How do you do this without leaking your code to mozilla?

Out of curiosity, under what circumstances would you consider distributing an extension bundle to be leaking its code? Unless I'm misunderstanding, isn't this the same file you'll be distributing to your users? At first bluff it seems similar to worrying about leaking your website's frontend (I've got news for you...).

It could be a private extension developed by a company internally, and only distributed to internal users.

If it's for an entire company, then it's easy enough to compile your own copy of firefox that accepts extensions signed with the company signature rather than mozilla.

It's really not. Small businesses exist.

If you have the resources to develop an internal company addon, you have the resources to build a firefox that accepts a different signature.

Respectfully disagree - having to rebuild each time patches come out, on multiple OSes and versions, which have a patch to allow unsigned extensions is a massively more time expensive than developing a browser extension, and requires extra knowledge on the behalf of the persons responsible

Luckily it's not necessary: you can still enable a flag in ESR releases that allow installation of unsigned add-ons, so that solves it for company-internal tools.

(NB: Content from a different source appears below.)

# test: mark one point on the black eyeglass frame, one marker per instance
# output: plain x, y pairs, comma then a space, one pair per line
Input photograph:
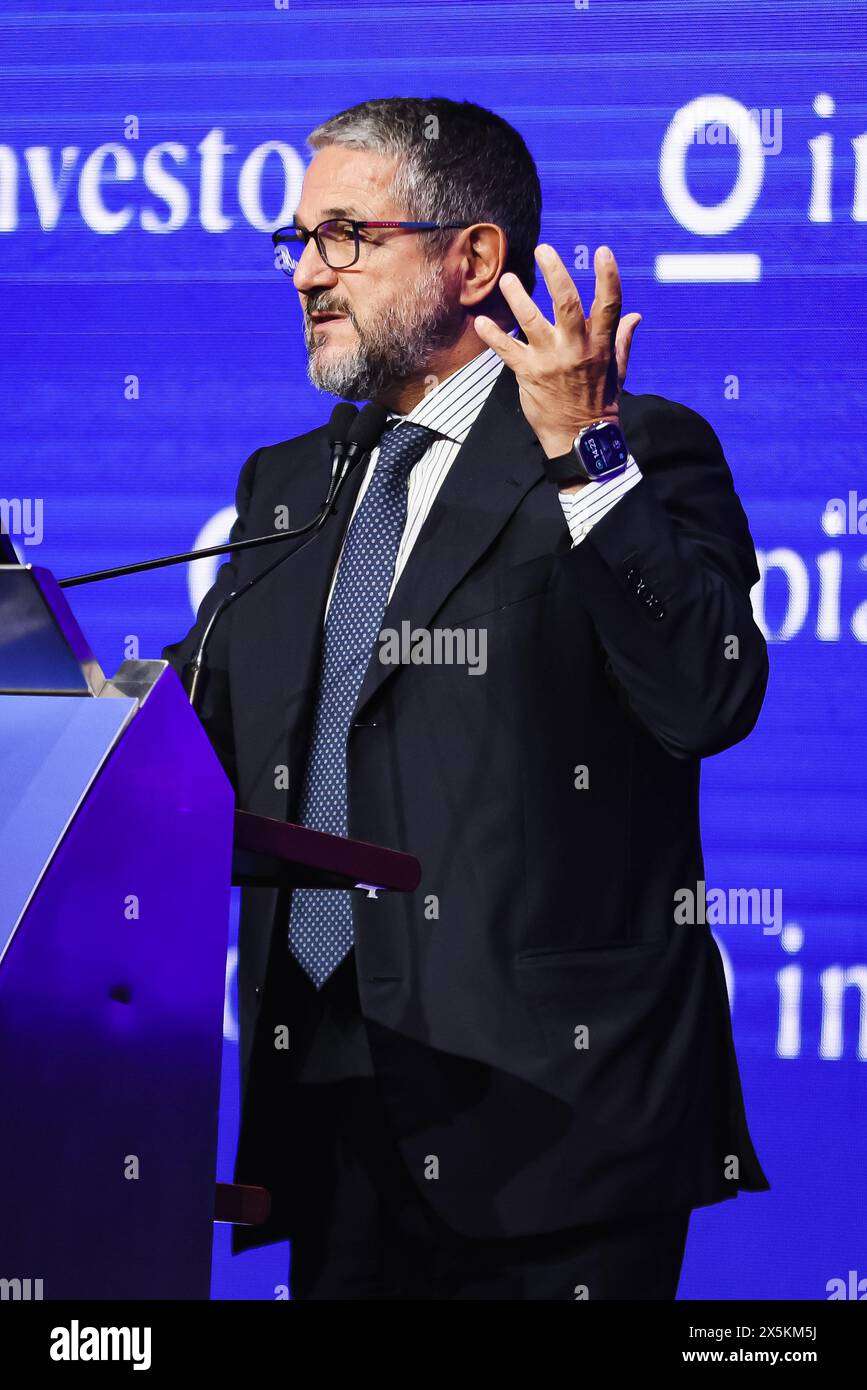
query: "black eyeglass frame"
286, 235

off-topic: the phrase is, "at first blush"

I don't think you can have Mozilla sign it without letting them see the code.

They are referring to an internal company tool

"Leaking your code to mozilla"? What do you think they are going to do with it?

Doesn't matter. When developing an internal company tool, it can become a blocker due to policy or legal reasons.

Luckily,when it's internal you can use the ESR release and set a policy that allows it to be installed anyway.